In most books, it is simply stated that the sheaf of planes can be described as a linear combination of two planes, but I cannot alight upon a simple explanation as to why.
I can see that a symmetric line equation in 3-D can be expressed as three symmetric 2-D line equations, that when plotted in 3-D describe three planes, and I can see that when you 'tweak' the multiples of these three symmetric equations to create a combined linear plane equation, the combined expression indeed rotates about the line common to all three planes. (Though one only needs two of these 2-D line equations when plotted in 3-D to produce the same effect.)
Any suggestions as to a simple explanation of why, at, say, the level of transition from school to university ?
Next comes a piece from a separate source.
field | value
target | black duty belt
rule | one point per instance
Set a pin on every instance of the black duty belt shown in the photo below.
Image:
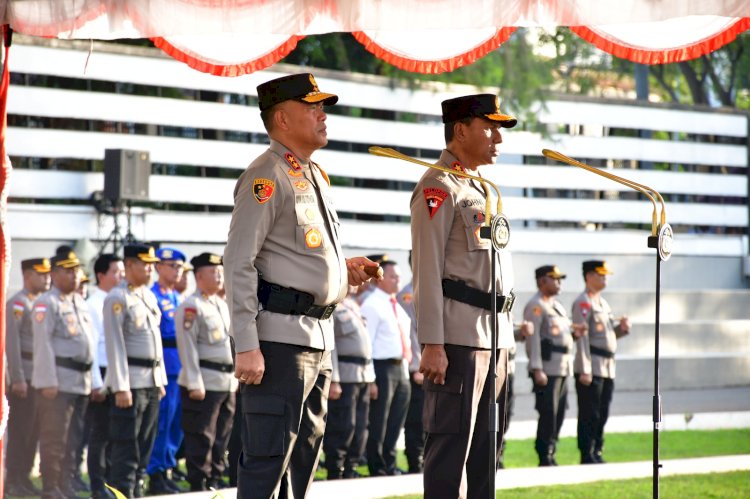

Here's one possible proof. Everything is in Euclidean three-space, equipped with a Cartesian coordinate system $(x, y, z)$.
Let $P_{0} = (x_{0}, y_{0}, z_{0})$ be a point, and $\ell$ a line through $P_{0}$. Suppose $n_{1} = (a_{1}, b_{1}, c_{1})$ and $n_{2} = (a_{2}, b_{2}, c_{2})$ are non-proportional vectors orthogonal to $\ell$. The equations \begin{align*} f_{1}(x, y, z) &:= a_{1}(x - x_{0}) + b_{1}(y - y_{0}) + c_{1}(z - z_{0}) = 0, \\ f_{2}(x, y, z) &:= a_{2}(x - x_{0}) + b_{2}(y - y_{0}) + c_{2}(z - z_{0}) = 0, \end{align*} define planes containing $\ell$. If $t_{1}$ and $t_{2}$ are real numbers, then $t_{1}f_{1}(x, y, z) + tf_{2}(x, y, z) = 0$ is the equation of the plane containing $\ell$ and with normal vector $t_{1}n_{1} + t_{2}n_{2}$. Since $n_{1}$ and $n_{2}$ are non-proportional, every non-zero vector orthogonal to $\ell$ may be written as a linear combination of $n_{1}$ and $n_{2}$. Since every plane containing $\ell$ is uniquely specified by a vector orthogonal to $\ell$, every plane containing $\ell$ is a linear combination of the given equations.